Answers to your commonly asked questions on dandruff

Many people have different questions about dandruff.

Some of the most commonly asked ones are:

What is dandruff?

It is a common condition that affects the scalp and the skin on some other parts of the body. It is characterized by dry pieces of the scalp exfoliating excessively. Dandruff is also known as flaking.

You know those whitish or grayish flakes that fall from your hair as you comb it? That is dandruff.

Having dandruff can be so annoying and embarrassing, even though it is harmless and is not life-threatening.  It can be difficult to get rid of but with the right steps, it can be treated and controlled. This condition affects the scalp, not the hair.

Contrary to what some people think, dandruff cannot be spread from person to person (not contagious).

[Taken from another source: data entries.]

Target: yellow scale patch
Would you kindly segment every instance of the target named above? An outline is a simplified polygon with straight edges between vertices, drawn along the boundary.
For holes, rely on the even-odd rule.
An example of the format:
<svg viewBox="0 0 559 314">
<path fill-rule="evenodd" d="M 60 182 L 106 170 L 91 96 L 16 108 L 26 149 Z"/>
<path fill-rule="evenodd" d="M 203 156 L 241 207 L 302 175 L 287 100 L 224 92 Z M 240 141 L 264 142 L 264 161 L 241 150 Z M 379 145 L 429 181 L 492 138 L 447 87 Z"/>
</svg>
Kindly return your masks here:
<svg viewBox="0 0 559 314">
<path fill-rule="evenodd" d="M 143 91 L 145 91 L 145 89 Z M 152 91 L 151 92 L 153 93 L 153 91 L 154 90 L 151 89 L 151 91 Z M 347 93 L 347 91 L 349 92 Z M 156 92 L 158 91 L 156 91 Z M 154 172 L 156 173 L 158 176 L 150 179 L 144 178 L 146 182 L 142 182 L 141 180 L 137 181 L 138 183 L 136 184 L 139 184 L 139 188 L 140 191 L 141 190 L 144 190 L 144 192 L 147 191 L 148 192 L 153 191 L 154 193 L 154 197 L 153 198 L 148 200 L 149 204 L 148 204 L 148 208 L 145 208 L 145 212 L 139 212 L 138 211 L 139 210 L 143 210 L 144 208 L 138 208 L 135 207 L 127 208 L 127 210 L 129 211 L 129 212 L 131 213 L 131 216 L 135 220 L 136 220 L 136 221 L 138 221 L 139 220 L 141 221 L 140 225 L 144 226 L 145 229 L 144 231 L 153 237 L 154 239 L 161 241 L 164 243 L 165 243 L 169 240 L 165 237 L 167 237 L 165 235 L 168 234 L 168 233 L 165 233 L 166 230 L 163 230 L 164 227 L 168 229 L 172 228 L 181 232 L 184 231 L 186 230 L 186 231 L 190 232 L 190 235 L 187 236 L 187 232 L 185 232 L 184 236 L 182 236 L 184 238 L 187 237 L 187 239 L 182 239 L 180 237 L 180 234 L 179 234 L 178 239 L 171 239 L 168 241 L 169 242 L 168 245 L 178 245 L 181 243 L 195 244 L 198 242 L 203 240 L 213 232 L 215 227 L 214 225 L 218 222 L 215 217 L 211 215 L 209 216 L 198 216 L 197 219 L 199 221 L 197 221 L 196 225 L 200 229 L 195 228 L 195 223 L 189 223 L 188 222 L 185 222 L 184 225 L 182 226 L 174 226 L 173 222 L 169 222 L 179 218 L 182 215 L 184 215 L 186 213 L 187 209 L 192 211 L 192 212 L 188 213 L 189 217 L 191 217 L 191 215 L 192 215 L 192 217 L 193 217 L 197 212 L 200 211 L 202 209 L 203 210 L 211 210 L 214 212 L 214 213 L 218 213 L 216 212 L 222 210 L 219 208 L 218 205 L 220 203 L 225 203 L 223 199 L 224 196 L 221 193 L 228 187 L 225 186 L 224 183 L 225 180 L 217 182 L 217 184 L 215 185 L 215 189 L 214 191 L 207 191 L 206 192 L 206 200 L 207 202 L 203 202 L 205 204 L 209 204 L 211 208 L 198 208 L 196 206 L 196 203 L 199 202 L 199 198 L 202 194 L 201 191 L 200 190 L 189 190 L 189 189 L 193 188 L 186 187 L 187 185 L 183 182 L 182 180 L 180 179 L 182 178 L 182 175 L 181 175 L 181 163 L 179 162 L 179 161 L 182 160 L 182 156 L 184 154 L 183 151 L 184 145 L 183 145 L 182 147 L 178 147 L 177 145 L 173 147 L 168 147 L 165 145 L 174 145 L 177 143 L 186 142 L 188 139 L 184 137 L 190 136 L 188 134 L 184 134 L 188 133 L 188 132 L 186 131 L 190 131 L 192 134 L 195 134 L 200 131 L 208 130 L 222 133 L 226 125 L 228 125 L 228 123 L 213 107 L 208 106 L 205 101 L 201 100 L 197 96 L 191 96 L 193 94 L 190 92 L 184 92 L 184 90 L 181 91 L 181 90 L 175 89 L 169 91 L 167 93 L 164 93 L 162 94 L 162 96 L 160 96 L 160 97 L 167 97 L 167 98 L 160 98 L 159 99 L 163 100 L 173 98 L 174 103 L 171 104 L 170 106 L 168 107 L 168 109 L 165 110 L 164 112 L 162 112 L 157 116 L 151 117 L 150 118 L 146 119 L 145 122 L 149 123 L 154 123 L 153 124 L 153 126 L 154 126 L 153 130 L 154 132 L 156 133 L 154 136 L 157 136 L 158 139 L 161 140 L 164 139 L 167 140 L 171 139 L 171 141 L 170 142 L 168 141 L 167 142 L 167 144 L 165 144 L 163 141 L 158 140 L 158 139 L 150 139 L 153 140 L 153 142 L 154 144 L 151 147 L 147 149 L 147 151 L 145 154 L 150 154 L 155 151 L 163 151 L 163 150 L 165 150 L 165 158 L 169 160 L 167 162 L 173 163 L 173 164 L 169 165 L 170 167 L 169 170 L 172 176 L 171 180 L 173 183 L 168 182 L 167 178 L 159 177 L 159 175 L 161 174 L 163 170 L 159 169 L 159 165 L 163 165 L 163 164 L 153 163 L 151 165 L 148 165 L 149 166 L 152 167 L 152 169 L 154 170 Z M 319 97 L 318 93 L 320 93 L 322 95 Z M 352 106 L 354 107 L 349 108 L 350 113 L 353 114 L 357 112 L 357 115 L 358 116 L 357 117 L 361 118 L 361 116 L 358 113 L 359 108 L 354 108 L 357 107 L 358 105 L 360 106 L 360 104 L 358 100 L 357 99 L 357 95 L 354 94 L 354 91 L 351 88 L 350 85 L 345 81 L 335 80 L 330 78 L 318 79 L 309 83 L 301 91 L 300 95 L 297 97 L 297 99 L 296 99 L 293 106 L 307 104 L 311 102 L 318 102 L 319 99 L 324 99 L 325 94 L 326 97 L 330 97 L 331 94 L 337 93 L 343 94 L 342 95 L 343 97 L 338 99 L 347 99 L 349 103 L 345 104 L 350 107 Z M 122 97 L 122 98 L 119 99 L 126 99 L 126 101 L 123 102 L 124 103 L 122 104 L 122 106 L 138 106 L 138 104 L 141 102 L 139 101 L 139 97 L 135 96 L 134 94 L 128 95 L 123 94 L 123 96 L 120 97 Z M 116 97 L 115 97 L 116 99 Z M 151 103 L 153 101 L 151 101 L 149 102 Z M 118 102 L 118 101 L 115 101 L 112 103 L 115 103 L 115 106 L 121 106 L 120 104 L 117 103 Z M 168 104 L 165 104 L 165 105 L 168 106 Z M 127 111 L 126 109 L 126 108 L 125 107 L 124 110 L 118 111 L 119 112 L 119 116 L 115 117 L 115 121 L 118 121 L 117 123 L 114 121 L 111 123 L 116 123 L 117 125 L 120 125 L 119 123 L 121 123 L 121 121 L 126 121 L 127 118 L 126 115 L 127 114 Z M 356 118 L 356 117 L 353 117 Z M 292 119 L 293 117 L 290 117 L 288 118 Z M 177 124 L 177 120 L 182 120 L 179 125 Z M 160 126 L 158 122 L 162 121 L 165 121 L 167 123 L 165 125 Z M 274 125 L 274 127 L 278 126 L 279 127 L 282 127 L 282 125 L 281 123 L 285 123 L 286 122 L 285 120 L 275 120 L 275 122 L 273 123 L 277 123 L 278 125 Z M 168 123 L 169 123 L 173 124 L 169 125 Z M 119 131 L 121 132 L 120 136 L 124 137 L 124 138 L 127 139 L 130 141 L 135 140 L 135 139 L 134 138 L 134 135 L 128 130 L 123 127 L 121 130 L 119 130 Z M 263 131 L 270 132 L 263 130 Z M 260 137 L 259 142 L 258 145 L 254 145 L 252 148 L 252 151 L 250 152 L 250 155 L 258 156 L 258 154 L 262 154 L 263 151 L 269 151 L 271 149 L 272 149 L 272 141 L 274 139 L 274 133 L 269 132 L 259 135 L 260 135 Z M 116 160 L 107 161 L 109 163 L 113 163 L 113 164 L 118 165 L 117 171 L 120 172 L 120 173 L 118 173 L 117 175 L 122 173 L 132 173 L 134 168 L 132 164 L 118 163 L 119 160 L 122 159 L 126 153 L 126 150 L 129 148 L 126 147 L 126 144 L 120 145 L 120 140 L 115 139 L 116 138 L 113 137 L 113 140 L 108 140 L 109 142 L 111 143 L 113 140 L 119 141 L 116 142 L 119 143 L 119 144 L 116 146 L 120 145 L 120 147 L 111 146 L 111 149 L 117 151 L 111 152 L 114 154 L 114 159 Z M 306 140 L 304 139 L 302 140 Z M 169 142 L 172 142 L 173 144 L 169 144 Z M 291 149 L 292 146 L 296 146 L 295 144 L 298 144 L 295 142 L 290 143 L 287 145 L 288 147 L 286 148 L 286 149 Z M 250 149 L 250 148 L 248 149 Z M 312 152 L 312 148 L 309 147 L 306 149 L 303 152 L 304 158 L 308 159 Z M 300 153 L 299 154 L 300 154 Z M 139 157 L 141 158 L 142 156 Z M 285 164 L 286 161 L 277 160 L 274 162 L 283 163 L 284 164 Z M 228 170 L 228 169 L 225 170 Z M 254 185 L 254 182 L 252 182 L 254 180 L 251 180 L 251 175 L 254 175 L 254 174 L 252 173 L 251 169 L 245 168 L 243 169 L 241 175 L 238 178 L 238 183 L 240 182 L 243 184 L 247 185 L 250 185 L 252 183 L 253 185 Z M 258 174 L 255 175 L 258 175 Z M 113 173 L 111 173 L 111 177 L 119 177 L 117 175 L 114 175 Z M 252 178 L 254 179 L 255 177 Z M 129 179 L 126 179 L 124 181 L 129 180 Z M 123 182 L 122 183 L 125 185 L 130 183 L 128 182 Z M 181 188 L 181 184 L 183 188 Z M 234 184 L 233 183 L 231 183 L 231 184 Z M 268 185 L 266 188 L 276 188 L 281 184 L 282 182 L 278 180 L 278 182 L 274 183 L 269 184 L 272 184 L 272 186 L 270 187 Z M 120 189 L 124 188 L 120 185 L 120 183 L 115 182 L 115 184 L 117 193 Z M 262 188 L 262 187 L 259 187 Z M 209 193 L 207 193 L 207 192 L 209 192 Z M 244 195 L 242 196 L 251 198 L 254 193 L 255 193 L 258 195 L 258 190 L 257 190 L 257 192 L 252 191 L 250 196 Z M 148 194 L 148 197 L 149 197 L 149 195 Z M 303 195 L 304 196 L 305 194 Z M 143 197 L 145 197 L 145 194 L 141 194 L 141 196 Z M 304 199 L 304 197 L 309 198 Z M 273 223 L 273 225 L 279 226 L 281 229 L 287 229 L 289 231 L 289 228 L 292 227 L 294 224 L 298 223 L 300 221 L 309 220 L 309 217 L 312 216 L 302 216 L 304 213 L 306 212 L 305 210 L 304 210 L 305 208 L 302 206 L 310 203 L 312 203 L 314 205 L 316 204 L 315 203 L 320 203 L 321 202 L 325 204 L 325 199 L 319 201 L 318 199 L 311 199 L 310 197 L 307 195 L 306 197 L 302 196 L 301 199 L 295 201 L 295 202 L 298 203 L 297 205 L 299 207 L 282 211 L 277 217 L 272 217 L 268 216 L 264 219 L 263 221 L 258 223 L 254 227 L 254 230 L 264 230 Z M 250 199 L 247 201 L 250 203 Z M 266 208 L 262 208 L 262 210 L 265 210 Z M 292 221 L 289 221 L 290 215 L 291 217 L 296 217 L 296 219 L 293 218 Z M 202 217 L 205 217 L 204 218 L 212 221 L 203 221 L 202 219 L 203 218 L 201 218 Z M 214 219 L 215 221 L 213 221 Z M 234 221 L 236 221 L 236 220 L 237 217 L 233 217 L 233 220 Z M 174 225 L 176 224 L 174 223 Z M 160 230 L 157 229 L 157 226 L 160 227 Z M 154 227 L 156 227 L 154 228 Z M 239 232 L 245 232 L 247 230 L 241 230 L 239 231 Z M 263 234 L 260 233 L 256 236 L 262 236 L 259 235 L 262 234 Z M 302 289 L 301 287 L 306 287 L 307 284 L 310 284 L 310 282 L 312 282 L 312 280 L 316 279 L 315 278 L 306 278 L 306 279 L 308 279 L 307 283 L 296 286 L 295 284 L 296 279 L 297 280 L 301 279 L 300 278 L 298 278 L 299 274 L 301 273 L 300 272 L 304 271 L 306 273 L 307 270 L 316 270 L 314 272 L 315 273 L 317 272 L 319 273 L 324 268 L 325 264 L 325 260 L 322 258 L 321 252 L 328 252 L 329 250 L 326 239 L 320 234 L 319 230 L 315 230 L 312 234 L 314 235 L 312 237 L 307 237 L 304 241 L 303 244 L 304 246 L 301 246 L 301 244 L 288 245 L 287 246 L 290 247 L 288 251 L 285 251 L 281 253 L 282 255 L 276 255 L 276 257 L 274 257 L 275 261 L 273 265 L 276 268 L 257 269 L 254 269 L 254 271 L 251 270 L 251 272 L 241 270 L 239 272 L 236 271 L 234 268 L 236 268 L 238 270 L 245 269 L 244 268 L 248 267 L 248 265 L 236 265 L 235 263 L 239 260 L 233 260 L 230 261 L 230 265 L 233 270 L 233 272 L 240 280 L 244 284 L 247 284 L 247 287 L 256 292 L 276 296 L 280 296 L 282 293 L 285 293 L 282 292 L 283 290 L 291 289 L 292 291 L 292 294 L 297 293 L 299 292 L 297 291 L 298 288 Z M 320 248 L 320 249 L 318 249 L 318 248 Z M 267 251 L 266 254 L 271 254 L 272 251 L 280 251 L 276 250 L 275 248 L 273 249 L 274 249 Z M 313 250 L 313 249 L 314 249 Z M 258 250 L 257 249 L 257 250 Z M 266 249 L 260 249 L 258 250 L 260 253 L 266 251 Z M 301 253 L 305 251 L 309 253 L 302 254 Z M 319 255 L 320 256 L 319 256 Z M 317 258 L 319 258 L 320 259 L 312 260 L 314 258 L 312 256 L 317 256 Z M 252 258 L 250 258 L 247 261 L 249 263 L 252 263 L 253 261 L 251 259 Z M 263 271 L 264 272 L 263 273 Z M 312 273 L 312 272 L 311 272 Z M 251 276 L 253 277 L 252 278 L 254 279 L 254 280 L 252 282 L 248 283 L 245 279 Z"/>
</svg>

Even though dandruff doesn’t affect only the skin of the scalp, explanations will be made using the scalp because it is the commonest area where dandruff is seen. The explanations apply for dandruff on skin other than the scalp as well.

On which parts of the body is it seen?

It is seen more commonly in areas of the body that have more hair. So, it affects the nasolabial folds (that line that runs from the side of your nose to your mouth; also called laugh line), the hairy chests of some men, armpits, eyebrows and scalp.

Who does it affect?

Anyone can have dandruff, in spite of the person’s age, sex and race. But it is commoner after puberty than before puberty. And it is more commonly seen in men than women.

How does it come about?

Normally, to stay healthy, your skin is always producing new cells. As it does so, the old cells are pushed to the skin surface and are shed (they peel off).

When there is dandruff, the process is faster than normal. This makes the cells that are shed to be more than normal. This is why it is more noticeable. So, as the cells peel off, they pile up on the skin of the scalp and come off when you comb your hair or scratch your scalp. They usually get attached to hair strands or fall out of your hair (to your shoulders, clothing etc).

What causes dandruff?

  • Seborrheic dermatitis: This is a common cause. It is a skin condition that makes the skin itchy, greasy, scaly and reddish.
  • Psoriasis: Is another skin condition that is also a common cause. In psoriasis, some skin patches are crusty, flaky and reddish; and they peel off as grayish flakes.
  • Some hair products: The scalp may be sensitive to certain ingredients in some hair products (like hair gel, hair dye, and sprays) making it become itchy and scaly. This is called allergic contact dermatitis.
  • Ringworm: Is a fungal infection of the scalp that can cause it. Ringworm is also called Tinea capitis.
  • Malassezia: This is a fungus that lives on everyone’s scalp. It feeds on the sebum produced by hair follicles and doesn’t usually cause problems. But, in some people, it overgrows and irritates the scalp causing it to shed more skin than normal.
  • Cold, dry weather can trigger or worsen it.
  • Stress has also been found to worsen it.
  • Dry skin.
  • Genetics: Some researchers suggest that it is associated with genetics. In other words, whether or not your parents have dry skin may play a role.
  • Some illnesses: People with certain illnesses, like Parkinson’s disease, have been found to be more likely to develop dandruff.

Dandruff is not caused by poor hygiene! It is not caused by not washing your hair. What happens is that not washing your hair often makes it more obvious because the dandruff accumulates on the scalp.

Dandruff can be mild or severe. The mild form is easily treated and controlled. The severe form is more difficult, but not impossible, to treat.